You should see a confirmation: Approved telegram sender <user-id>


If Running in Docker

Enter the container first, then run the approve command:

# SSH into your server
ssh root@YOUR_SERVER_IP

# Enter the OpenClaw container
docker exec -it openclaw-mupw-openclaw-1 sh

# Approve the pairing code
openclaw pairing approve telegram ABCD1234

# Exit container
exit

# Restart the container
docker restart openclaw-mupw-openclaw-1

If Running Docker Compose

Run the approve command directly via Docker Compose from the folder containing your docker-compose.yml:

docker compose run --rm openclaw-cli pairing approve telegram <CODE>

Via Web UI (Dashboard Chat Box)

In the OpenClaw web interface chat box, type:

openclaw pairing approve telegram <CODE>

Important Notes

Topic Details
Code expiry Codes expire after 1 hour — if missed, the user must send another message to get a new code
Max pending codes Pending DM pairing requests are capped at 3 per channel by default; additional requests are ignored until one expires or is approved
After approval The user is added to a local allowlist and can now interact with the bot normally
Approve all pending openclaw pairing approve telegram (no code = approve all pending)

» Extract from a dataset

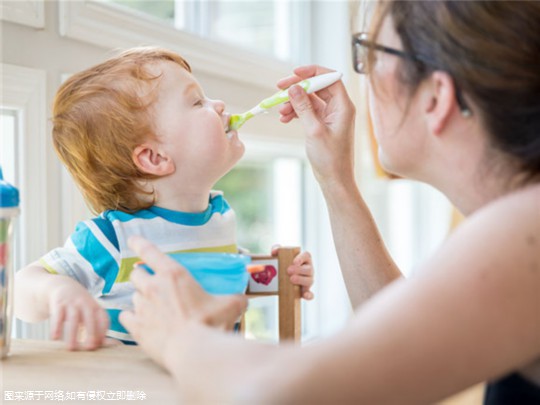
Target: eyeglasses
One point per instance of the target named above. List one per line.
(361, 46)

After approving via pairing code, switch to allowlist mode so the user never needs to re-pair:

# Set dmPolicy to allowlist and add user's Telegram numeric ID
openclaw config set channels.telegram.dmPolicy allowlist
openclaw config set channels.telegram.allowFrom '["123456789"]'
openclaw restart

Telegram needs numeric IDs, not @usernames. WhatsApp needs E.164 format like +15551234567. Discord needs the full numeric user ID.